Вы ночью уже бывали здесь?
– Нет.
– Сегодня приходите… даже без денег…
– Я богат… и отдыхаю здесь…
Он поцеловал ей запястье и пошёл прочь от ресторана. Она смотрела ему вслед и думала:
«Щеголь этот будет великолепен в моей квартире. Похож на поэта-декадента. Введу в моду новый стиль: декадентский…»
Ночью они пили шартрез и ели дичь в кабинете наверху, откуда был виден зал. Кира была в розовом коротком платье с вырезом на груди, Эмиль – в серой шёлковой одежде. На сцене видел он Лизу в ярко-голубом сарафане, певшую по-английски под рокот струнных инструментов.
И небрежно он осведомился о певице, и Кира, слегка ревнуя, сказала ему, что балуется Лизой сельский поп из Волчьего Дола.
– Неужто шалунишка-священник очень смазлив? – спросил Эмиль.
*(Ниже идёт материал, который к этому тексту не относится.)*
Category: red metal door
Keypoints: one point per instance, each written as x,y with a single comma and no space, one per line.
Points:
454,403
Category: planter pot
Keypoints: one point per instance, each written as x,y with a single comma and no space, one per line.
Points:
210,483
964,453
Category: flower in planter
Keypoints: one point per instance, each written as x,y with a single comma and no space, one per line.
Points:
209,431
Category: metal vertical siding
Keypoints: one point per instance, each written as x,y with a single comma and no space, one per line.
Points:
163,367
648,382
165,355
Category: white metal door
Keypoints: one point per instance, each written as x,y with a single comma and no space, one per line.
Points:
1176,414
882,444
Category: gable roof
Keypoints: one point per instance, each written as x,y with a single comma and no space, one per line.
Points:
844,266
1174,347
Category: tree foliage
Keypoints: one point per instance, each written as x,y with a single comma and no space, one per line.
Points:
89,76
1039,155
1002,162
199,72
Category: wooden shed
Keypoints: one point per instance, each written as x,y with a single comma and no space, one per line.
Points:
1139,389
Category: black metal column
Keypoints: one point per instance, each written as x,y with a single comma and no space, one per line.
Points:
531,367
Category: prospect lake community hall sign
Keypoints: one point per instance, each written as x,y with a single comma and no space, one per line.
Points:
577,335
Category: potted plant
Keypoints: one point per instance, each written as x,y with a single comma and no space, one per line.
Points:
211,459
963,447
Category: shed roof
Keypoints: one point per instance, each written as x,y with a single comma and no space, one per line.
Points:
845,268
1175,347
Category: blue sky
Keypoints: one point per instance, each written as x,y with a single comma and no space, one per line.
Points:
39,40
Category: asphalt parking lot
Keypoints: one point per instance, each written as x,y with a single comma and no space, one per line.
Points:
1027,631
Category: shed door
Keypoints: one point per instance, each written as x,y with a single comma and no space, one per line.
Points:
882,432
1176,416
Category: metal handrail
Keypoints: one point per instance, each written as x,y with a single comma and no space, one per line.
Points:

– И старый, и дряблый. Для Божьей благодати, наверное, она кувыркается.
«Так почему Лиза со мной брыкалась и шарахнулась прочь?» – изумлённо подумал он.
– Не понимаю я выбор её, – молвила Кира, – хоть и сама я не ханжа, а пассия здешнего мэра. Она же – его дочь, и теперь она барахтается у меня ради денег.
Он хмыкнул и осклабился.
– Но резоны и польза в моей связи с мэром есть, – заметила Кира, – ведь моё всё это.
И она шевельнула пальцами, словно мусоля денежные купюры.
– Пожалуй, – согласился он.
– Едем ко мне, – предложила она, и согласно он кивнул…
У неё дома встретила их её дочь и, всё поняв, шмыгнула в свою комнату…
Вальяжная хозяйка уселась на диван, и Эмиль, стоя перед нею, возненавидел её. И всё же он вожделел к ней; казалась она ему очень на него похожей. «Я вёл бы себе так же, – подумалось ему, – будь я важной дамой. Кира – нравственный мой двойник, но с женским телом…»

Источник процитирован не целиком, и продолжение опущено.